Consider a portfolio of N assets worth $100 million with normally distributed returns. The standard deviations of the assets differ, but the correlation between any pair of assets is zero. As N becomes very large, the VaR of the portfolio will:
A. approach the value-weighted average of the standard deviations
B. approach the arithmetic average of the standard deviations
C. approach the standard deviation of the market portfolio
D. approach zero

The correct answer is D. While I just don't understand why C is not correct. In my understanding, a portfolio contains N assets when N is very large is very similar as a market portfolio, so the unsystematic risk should approach zero when N is large. However, I think the systematic risk still exists, and answer D doesn't account in systematic risk...

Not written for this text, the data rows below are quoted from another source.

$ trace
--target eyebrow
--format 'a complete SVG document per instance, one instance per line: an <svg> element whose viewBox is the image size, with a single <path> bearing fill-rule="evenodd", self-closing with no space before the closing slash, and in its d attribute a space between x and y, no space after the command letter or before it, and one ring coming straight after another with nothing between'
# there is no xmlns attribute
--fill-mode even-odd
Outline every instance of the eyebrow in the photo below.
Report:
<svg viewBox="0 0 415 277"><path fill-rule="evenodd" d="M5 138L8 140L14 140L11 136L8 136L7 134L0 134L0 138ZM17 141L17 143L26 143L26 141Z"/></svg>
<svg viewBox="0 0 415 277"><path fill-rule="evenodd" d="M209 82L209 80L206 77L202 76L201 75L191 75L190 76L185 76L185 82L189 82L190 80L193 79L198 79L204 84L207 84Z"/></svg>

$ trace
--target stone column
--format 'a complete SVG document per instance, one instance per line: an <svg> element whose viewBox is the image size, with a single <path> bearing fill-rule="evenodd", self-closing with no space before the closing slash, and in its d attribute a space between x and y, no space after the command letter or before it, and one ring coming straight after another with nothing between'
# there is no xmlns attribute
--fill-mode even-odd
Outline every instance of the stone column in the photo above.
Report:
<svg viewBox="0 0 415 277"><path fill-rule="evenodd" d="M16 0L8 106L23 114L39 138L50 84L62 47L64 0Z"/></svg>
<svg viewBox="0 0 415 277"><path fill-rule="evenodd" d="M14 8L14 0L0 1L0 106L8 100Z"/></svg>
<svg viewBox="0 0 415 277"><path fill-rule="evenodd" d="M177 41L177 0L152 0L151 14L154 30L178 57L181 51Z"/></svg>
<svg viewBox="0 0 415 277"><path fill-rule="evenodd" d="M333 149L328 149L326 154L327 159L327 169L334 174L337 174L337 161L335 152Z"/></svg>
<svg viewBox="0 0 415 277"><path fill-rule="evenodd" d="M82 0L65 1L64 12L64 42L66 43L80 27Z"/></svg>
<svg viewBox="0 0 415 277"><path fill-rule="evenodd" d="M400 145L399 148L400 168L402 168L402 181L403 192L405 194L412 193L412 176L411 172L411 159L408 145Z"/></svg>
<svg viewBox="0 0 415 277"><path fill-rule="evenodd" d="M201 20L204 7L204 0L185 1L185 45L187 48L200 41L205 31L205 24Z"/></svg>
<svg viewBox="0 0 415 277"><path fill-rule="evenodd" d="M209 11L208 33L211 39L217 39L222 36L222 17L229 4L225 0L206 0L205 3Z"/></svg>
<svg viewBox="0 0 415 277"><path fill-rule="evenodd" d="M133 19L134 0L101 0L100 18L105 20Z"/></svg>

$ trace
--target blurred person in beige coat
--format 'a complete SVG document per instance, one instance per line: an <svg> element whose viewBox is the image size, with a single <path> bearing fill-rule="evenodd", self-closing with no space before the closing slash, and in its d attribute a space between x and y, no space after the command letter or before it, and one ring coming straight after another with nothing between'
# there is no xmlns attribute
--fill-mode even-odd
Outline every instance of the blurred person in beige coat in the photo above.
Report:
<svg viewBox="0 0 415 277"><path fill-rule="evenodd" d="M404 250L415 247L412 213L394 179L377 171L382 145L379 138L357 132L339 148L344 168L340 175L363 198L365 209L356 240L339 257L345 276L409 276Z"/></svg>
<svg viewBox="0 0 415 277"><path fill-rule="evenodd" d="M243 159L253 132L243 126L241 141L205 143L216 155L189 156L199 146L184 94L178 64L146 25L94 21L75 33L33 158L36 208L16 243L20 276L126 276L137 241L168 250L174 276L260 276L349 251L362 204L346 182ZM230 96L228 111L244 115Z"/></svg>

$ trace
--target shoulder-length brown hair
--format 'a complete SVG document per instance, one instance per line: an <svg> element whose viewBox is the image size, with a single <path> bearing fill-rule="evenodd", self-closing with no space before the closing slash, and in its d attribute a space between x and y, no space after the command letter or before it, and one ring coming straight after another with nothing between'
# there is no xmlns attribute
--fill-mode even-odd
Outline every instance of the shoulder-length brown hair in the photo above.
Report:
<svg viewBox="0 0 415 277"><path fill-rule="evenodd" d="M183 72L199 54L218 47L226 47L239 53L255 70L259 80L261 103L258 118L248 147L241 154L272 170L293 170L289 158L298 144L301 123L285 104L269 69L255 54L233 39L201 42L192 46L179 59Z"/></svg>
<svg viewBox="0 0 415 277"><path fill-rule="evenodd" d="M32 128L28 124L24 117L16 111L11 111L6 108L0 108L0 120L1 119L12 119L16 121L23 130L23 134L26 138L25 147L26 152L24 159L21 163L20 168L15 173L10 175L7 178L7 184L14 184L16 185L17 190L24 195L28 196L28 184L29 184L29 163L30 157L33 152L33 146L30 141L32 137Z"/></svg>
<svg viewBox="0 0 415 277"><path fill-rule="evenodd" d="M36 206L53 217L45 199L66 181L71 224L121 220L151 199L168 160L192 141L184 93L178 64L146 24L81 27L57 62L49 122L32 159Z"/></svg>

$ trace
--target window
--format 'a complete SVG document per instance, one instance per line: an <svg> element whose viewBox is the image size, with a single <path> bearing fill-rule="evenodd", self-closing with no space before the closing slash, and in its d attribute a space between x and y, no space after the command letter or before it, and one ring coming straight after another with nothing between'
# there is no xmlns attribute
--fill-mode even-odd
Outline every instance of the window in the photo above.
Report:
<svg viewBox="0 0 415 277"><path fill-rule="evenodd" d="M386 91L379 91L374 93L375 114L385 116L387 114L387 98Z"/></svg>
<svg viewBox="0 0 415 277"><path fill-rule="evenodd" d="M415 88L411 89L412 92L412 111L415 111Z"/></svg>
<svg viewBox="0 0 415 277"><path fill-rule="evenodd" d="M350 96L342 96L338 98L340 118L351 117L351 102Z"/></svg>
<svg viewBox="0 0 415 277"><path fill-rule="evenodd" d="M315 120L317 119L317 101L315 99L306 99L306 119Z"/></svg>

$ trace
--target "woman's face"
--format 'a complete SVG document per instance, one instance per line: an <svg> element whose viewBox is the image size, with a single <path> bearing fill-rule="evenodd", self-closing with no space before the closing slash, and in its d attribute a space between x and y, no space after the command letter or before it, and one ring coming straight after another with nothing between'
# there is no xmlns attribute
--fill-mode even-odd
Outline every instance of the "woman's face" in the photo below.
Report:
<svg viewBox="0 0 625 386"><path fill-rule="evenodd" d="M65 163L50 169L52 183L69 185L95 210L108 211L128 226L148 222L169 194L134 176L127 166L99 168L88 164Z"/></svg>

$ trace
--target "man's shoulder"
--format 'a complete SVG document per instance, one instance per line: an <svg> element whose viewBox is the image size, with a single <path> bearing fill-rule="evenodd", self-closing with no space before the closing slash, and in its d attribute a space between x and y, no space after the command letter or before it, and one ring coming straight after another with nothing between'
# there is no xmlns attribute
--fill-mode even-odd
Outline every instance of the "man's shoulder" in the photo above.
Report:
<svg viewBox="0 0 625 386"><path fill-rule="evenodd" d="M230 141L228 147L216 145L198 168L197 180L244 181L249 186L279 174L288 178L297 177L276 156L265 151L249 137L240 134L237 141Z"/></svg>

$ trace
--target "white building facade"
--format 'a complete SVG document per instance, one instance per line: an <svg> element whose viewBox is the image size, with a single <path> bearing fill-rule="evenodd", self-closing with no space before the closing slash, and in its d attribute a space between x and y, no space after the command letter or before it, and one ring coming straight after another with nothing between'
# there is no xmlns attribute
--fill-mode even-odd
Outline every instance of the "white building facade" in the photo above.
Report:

Could you correct me where I was wrong? Thanks in advance!!

 

[ShaktiRathore]

For N asset portfolio assuming they are equally weighted each assets weight is 1/N
Now std. deviation of portfolio = sum of variances of all assets (as correlation is 0 b/w them)
std. deviation of portfolio=(w1*sigma1)^2+(w2*sigma2)^2+........(wN*sigmaN)^2
std. deviation of portfolio=(1/N*sigma1)^2+(1/N*sigma2)^2+........(1/N*sigmaN)^2
std. deviation of portfolio=(1/N)^2[sigma1^2+(sigma2)^2+........(sigmaN)^2]
So as N approaches large value std. deviation of portfolio of portfolio approaches 0 =>Var=std. deviation of portfolio*z*Portfolio value
Var approaches 0 as std. deviation of portfolio approaches 0 as N becomes large.
C is not correct because the market std Deviation depends on relative weights of the constituents assets while the portfolio may not have the exact market constituents and would have different weightings of assets as compared to the market so in general its not necessarily true that portfolio risk will approach market standard deviation. Also the markets has a limited number of assets and portfolio could have assets which are not even in the market or a different variety of assets.
Yes unsystematic risk would diversify away to 0 and what is remaininng will be systematic risk but that systematic risk will not necessarily represent the market systmeatic risk due to different assets weighings or constituents.
thanks

 

[David Harper CFA FRM]

Hi Kitty,

I think (D) is basically correct, although I think I would fault the question for not specifying "equally weighted assets" (I agree with ShaktiRathore ... I prefer this assumption, too ... I am not certain the statement applies without it). The introduction of "market portfolio" makes the question more difficult (if a bit sneaky!) but it is instructive. Please note that as N becomes very large (tends to infinite), this does not imply the portfolio is tending toward the market portfolio (it actually implies it is moving away from the market portfolio: the market portfolio is the combination of RISKY assets with the highest Sharpe ratio ... put another way, the market portfolio has the highest return per risk).

In this question, as correlations are zero, the portfolio variance = w(1)^2*variance[x(1)] + w(2)^2*variance[x(2)] ... w(n)^2*variance[x(n)], where w(.) = 1/n. If the assets are equally weighted, then each weight is (1/n) such that each terms has w(.)^2 = (1/n)^2 which tends to zero as (n) increases. I hope that helps (@ShaktiRathore thanks for your response, I got distracted mid-post and ended up cross-posting with yours!),

 

[Kitty]

ShaktiRathore and @David Harper, thank you two very much for your explanation! I agree...